Even if you think that the total wage and salary loss above understates the economic damage caused by the lockdowns, the massive fiscal overkill by way of bailouts cannot be denied.
For instance, GDP is the most comprehensive measure of economic activity that we have (despite its flaws), but the loss of GDP after February has also been only about 3.6%. In fact, based on the Atlanta Fed’s GDPNow forecast, we project that nominal GDP during Q4 will post at about $21.650 trillion, a figure only 0.46% below the Greatest Economy Ever level of Q4 2019.
If we assume that Q4 2019 is a reasonable pre-Covid benchmark for the level of total economic activity in the USA, we get the following shortfall, including an estimate for Q4 based on the Atlanta Fed’s latest outlook.
Quarterly GDP Change From Q42019 Benchmark:
Q1 2020: -$47b;
Q2 2020: -$557b;
Q3 2020: -$144b;
Q4 2020E: -$25b;
4-quarter total: -$775b
Even if you want to count everything, including losses from the $2.5 trillion of imputed activity in the GDP, the pending $6 trillion of Everything Bailouts is 7.7X the size of the problem!
By contrast, it is well worth looking at the other side of the coin: namely, the surge in transfer payments since last February stemming from a combination of the built-in safety net (principally unemployment insurance, food stamps and Medicaid) and disbursements of stimmy checks, enhanced Federal UI benefits as authorized by the Everything Bailouts.
At the pre-covid level in February, total government transfer payments (including state and local) were running at a $3.165 trillion annual rate or about $265 billion per month. As shown in the chart below, however, that monthly figure skyrocketed by 107% to $546 billion in the month of April alone.

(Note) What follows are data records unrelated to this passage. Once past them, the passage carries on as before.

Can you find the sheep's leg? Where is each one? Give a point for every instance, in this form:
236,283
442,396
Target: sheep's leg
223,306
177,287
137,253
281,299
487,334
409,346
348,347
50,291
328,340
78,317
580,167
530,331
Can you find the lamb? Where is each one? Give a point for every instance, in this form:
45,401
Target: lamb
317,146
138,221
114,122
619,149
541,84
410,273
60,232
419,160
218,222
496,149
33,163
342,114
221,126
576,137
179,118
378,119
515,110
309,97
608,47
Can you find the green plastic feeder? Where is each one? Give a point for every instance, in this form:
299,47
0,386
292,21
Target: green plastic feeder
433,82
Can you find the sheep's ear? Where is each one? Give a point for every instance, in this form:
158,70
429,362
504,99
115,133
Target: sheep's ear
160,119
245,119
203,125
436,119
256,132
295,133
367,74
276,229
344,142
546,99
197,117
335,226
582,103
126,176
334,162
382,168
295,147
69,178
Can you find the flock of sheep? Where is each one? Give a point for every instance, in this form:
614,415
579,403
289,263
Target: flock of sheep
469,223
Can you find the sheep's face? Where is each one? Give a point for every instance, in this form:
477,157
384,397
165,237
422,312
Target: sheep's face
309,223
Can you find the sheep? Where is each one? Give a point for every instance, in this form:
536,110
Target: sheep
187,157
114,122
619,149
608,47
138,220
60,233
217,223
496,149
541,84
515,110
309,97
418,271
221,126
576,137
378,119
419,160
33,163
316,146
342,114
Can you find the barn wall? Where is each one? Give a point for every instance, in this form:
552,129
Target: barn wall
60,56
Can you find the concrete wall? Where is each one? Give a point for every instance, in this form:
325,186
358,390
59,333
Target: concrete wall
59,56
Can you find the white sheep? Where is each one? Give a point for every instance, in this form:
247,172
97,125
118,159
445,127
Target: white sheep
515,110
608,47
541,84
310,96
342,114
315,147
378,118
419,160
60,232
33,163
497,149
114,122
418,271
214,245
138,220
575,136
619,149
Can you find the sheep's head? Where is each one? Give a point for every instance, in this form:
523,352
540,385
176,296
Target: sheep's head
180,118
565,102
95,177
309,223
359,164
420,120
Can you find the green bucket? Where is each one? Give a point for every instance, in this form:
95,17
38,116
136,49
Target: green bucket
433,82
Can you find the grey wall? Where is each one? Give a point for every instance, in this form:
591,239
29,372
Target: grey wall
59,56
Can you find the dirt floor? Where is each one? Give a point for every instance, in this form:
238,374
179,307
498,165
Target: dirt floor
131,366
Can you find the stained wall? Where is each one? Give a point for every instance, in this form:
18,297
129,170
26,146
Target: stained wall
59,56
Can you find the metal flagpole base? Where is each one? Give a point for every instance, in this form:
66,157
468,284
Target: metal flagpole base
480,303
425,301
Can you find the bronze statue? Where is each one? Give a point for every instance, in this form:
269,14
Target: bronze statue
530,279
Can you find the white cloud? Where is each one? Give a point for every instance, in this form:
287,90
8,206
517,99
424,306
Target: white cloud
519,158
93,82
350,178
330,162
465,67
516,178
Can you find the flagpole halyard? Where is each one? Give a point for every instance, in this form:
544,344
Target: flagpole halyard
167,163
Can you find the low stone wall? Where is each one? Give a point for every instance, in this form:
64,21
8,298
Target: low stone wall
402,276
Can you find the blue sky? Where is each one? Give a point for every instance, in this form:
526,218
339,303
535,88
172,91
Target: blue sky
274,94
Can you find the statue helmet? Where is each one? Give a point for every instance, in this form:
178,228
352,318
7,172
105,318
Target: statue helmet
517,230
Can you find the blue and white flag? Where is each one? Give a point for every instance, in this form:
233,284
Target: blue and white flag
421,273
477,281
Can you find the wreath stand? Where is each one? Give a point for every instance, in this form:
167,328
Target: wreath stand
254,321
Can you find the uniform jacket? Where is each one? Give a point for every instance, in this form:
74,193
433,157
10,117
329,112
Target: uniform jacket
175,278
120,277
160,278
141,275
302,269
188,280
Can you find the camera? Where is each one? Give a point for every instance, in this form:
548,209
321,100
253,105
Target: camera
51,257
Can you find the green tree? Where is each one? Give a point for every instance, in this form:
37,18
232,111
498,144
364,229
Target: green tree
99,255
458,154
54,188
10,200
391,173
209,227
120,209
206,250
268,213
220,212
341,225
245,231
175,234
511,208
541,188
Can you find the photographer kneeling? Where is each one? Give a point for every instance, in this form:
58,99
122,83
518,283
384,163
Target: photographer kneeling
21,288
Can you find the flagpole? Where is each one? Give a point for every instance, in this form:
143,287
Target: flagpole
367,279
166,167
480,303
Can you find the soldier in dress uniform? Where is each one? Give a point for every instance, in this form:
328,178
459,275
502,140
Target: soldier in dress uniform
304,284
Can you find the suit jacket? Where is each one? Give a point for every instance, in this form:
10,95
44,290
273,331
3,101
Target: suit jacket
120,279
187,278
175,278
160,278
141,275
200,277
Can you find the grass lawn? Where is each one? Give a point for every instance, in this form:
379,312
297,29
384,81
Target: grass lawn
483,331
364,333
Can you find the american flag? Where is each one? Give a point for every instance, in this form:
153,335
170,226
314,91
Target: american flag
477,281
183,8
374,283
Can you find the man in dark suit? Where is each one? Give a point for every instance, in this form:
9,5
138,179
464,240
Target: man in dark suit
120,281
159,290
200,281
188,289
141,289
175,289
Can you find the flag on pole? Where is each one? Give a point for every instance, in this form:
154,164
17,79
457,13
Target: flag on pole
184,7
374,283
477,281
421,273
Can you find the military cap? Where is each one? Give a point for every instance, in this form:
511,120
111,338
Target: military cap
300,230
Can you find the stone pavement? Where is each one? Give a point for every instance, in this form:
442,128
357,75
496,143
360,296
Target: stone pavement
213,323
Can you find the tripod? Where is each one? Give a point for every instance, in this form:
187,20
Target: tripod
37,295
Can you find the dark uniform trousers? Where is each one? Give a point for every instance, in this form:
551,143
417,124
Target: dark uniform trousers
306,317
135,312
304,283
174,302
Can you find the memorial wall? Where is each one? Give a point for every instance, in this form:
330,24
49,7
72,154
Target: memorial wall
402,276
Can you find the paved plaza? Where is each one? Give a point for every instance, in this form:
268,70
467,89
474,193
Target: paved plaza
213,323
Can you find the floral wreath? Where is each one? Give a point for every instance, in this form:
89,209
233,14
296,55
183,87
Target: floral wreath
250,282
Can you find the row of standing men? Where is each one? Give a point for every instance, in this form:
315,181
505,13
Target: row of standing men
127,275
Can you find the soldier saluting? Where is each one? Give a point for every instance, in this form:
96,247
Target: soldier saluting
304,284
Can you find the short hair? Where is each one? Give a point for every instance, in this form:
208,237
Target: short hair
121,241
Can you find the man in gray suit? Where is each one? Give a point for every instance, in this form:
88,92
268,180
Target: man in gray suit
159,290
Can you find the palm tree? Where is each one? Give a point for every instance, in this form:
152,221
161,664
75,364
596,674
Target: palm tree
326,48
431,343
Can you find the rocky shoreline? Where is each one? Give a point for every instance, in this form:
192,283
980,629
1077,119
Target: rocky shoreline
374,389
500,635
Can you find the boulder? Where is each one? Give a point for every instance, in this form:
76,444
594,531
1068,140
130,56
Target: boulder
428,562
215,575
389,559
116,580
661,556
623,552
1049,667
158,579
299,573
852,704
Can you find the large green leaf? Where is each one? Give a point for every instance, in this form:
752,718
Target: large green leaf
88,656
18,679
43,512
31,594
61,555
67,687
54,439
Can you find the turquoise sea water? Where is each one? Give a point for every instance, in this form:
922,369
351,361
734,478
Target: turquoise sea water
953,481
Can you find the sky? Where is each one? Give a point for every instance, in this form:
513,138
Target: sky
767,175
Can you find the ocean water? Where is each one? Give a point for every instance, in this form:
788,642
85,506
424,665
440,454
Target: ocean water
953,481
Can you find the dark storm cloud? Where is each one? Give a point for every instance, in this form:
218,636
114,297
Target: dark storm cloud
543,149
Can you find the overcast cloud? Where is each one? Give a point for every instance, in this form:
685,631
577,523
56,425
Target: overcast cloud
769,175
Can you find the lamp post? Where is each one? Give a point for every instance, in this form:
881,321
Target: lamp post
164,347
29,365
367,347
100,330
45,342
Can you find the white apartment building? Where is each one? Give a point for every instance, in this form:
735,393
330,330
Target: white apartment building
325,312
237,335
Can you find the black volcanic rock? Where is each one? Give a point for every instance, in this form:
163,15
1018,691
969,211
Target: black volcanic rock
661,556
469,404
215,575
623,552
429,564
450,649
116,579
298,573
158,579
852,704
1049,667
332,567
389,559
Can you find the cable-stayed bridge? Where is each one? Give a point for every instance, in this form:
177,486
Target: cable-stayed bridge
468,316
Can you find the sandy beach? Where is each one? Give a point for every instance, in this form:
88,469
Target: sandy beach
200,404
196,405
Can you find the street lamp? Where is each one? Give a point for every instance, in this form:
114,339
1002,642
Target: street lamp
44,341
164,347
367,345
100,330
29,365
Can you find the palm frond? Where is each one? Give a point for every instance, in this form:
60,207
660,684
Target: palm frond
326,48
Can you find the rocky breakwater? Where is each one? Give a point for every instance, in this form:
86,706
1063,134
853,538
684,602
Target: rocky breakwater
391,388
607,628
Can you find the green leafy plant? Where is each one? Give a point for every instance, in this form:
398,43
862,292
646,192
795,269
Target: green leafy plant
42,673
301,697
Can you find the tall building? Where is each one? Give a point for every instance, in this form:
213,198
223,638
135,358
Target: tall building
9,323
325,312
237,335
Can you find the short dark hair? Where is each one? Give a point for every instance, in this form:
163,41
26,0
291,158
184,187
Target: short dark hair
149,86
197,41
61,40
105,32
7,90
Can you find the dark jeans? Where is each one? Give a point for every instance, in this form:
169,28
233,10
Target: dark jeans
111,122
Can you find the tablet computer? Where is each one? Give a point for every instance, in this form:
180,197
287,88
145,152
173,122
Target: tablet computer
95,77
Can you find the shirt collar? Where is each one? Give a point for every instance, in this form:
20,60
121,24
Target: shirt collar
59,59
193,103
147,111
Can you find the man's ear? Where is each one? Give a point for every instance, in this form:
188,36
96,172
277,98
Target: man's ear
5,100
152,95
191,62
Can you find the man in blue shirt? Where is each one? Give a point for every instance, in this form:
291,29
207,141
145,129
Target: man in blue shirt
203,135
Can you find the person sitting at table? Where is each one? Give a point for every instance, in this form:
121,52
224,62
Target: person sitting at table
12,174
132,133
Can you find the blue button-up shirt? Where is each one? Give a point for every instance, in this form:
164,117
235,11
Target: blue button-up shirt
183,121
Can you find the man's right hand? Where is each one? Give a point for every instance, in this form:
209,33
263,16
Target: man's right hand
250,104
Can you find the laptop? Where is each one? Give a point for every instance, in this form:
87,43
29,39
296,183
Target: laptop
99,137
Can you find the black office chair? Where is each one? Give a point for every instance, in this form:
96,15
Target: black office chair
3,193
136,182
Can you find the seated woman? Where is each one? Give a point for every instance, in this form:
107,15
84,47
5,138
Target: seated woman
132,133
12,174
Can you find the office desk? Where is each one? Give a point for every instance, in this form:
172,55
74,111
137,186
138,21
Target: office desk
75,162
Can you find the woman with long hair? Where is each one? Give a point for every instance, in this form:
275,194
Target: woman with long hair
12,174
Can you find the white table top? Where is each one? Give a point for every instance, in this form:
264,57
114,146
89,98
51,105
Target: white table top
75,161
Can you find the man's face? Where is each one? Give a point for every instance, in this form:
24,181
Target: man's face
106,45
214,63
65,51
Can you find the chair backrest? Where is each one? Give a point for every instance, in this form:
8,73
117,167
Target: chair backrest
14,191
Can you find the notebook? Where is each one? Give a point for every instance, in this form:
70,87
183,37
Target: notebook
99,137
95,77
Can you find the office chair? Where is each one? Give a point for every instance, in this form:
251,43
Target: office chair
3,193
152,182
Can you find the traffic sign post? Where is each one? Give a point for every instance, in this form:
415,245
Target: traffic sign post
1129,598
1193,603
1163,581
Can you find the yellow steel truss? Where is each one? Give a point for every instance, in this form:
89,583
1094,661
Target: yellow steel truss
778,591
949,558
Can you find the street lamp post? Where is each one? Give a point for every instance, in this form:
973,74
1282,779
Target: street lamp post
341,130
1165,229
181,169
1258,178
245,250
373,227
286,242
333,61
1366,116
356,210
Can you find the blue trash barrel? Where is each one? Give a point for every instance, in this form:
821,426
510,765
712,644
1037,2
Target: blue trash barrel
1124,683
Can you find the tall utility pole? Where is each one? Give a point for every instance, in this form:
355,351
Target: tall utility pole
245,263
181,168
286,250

And, no, that latter figure is not the annualized rate: In their infinite generosity, government programs pumped more than one-half trillion dollars into the household sector during April alone. That’s $18.2 billion per day!
Thereafter, the tsunami of transfer payments began to abate but was still running at a level of $400 billion monthly in July and $306 billion in November. Overall, the 10-month total of incremental transfer payments above the February level totaled $1.05 trillion.
You can’t make this up... Transfer payments to households during the past 10 months have exceeded the loss of household wages and salaries ($276 billion) by nearly four times.
So the question recurs: Why does Sleepy Joe think we need another $850 billion of transfer payments to households on top of the immense generosity already dispensed per the chart below?
Total Government Transfer Payments, Annualized
He’s doing it because he can—because the nation-wreckers in the Eccles Building have determined to purchase $120 billion of government debt and GSE securities per month for the indefinite future. As Fed Chair Powell rattled on recently, they are not even thinking about tapering this tsunami of fake money created from thin air by the Fed’s digital printing presses.
When it comes to the rampant fiscal incontinence in Washington DC enabled by the Fed, did the election outcome make any difference?
It did not. Sleepy Joe is about to give the once and former King of Debt a run for his money when it comes to the annals of fiscal infamy in America.
As we said, free lunches for one and all… except the debt is never going away, and future generations will surely rue the day.